DBSCAN Clustering

ML clustering density unsupervised

Clusters are dense neighbourhoods

K-Means needs you to pick K and assumes round, evenly-sized blobs. DBSCAN (Density-Based Spatial Clustering of Applications with Noise) asks a different question: where are points packed tightly together? It grows clusters from dense regions, finds any shape, picks the number of clusters itself, and leaves sparse points unassigned as noise.

ε (epsilon) the radius

How close two points must be to count as neighbours.

minPts the crowd size

How many neighbours within ε a point needs to be a dense "core".

No K found, not set

The number of clusters falls out of the density — you never specify it.

Core, border, noise

Each point is labelled by what's around it: a core point has ≥ minPts neighbours within ε; a border point is near a core but not dense itself; a noise point is alone. Clusters grow by chaining core points together.

DBSCAN vs K-Means

K-Means
  • You must choose K up front
  • Assumes round, similar-size clusters
  • Every point forced into a cluster
DBSCAN
  • Discovers the cluster count from density
  • Handles crescents, rings, any shape
  • Labels outliers as noise instead of forcing them
The catch

DBSCAN struggles when clusters have very different densities (one ε can't fit all), and choosing ε takes care. Variants like HDBSCAN relax the single-ε assumption.

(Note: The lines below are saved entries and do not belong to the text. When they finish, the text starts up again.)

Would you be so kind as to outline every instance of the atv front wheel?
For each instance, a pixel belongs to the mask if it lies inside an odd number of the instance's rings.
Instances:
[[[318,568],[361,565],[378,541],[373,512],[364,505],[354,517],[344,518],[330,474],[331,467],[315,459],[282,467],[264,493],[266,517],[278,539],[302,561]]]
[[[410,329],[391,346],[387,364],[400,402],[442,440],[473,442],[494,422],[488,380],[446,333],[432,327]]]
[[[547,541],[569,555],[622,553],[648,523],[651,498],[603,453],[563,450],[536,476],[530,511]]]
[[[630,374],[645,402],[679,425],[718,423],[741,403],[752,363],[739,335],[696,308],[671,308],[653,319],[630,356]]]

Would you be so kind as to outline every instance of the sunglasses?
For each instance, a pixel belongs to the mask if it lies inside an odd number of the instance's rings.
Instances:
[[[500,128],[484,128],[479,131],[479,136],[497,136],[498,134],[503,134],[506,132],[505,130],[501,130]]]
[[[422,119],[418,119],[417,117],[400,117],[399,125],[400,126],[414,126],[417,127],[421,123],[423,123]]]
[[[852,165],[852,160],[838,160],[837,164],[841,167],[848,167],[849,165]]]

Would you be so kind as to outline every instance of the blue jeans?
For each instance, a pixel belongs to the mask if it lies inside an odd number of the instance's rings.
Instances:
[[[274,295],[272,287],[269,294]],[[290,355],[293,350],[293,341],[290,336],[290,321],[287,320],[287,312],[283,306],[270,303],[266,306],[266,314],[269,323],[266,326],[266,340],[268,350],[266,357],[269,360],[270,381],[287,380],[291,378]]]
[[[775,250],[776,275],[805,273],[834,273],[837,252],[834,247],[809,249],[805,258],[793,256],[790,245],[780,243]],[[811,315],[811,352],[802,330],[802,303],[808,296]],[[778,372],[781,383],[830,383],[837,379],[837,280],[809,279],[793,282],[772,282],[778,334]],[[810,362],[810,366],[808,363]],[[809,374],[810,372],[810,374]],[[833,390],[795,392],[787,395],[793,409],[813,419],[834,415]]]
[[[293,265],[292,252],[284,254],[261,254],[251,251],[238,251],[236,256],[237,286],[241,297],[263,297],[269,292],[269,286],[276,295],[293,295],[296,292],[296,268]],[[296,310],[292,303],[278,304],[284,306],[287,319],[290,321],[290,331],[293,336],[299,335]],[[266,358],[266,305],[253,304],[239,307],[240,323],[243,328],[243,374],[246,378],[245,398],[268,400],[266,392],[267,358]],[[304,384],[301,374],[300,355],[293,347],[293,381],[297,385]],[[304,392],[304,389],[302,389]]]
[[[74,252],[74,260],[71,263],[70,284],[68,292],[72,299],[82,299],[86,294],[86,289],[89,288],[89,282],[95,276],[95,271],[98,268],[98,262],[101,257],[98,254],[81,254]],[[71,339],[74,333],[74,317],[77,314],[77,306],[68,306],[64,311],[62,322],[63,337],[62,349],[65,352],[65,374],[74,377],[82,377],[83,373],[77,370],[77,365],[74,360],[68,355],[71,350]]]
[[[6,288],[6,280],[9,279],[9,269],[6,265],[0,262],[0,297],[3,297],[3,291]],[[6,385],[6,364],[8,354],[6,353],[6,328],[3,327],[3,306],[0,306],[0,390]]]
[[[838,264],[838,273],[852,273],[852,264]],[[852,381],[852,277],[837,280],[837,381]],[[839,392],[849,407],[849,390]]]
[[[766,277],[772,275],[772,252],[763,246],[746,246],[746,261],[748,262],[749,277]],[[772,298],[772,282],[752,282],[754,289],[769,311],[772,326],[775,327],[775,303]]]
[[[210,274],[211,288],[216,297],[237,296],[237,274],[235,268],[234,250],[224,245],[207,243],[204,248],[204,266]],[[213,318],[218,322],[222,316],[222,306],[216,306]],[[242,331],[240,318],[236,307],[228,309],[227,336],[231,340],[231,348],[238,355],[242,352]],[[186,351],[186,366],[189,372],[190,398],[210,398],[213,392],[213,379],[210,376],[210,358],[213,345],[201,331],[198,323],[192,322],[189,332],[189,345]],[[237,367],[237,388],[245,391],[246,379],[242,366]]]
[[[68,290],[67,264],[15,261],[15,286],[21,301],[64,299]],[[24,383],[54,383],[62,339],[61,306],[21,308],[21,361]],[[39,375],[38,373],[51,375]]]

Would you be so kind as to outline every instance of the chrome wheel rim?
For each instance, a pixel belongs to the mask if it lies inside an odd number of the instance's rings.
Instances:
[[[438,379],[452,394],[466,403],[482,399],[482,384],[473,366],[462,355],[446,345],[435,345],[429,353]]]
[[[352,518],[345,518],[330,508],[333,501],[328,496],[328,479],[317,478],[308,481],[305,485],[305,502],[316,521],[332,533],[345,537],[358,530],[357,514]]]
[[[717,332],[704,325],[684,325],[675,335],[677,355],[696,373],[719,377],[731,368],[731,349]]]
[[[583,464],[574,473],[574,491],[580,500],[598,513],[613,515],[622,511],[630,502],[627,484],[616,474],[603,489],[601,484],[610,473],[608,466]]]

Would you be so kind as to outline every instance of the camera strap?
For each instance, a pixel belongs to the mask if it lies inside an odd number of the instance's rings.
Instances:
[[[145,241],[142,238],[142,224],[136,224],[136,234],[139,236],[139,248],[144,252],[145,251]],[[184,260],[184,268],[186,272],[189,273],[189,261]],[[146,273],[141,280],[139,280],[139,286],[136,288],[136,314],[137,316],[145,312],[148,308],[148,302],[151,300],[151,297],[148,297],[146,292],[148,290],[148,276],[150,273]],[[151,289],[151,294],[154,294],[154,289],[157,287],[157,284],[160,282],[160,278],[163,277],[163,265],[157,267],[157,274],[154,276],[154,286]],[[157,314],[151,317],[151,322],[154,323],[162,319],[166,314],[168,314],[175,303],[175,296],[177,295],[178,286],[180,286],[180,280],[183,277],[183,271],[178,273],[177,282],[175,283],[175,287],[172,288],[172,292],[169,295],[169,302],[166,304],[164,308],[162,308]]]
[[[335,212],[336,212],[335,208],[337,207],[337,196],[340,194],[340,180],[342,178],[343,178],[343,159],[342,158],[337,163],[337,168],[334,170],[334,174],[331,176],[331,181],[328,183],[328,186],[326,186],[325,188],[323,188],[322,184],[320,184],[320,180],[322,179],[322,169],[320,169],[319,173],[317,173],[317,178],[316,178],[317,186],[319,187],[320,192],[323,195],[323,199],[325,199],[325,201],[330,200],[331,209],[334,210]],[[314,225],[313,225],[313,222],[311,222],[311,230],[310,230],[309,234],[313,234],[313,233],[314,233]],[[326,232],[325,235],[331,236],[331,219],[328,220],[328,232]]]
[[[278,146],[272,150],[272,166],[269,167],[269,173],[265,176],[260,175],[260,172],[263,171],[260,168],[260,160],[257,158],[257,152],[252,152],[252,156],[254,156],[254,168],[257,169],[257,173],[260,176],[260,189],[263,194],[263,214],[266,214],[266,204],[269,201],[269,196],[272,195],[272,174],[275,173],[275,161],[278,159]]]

Feel that catch yourself. Below are two interleaved crescents, a blob and four outliers — a shape K-Means can never separate. The sliders run real DBSCAN on every change: big points with halos are cores, smaller ones are borders, grey ones are noise. The dashed circle shows the current ε for scale.

Shrink ε toward 15 and watch everything dissolve into grey noise; grow it past ~75 and the two crescents fuse into one cluster. The sweet spot in between finds all three shapes and rejects the outliers — and notice the crescents stay crescent-shaped, which K-Means cannot do.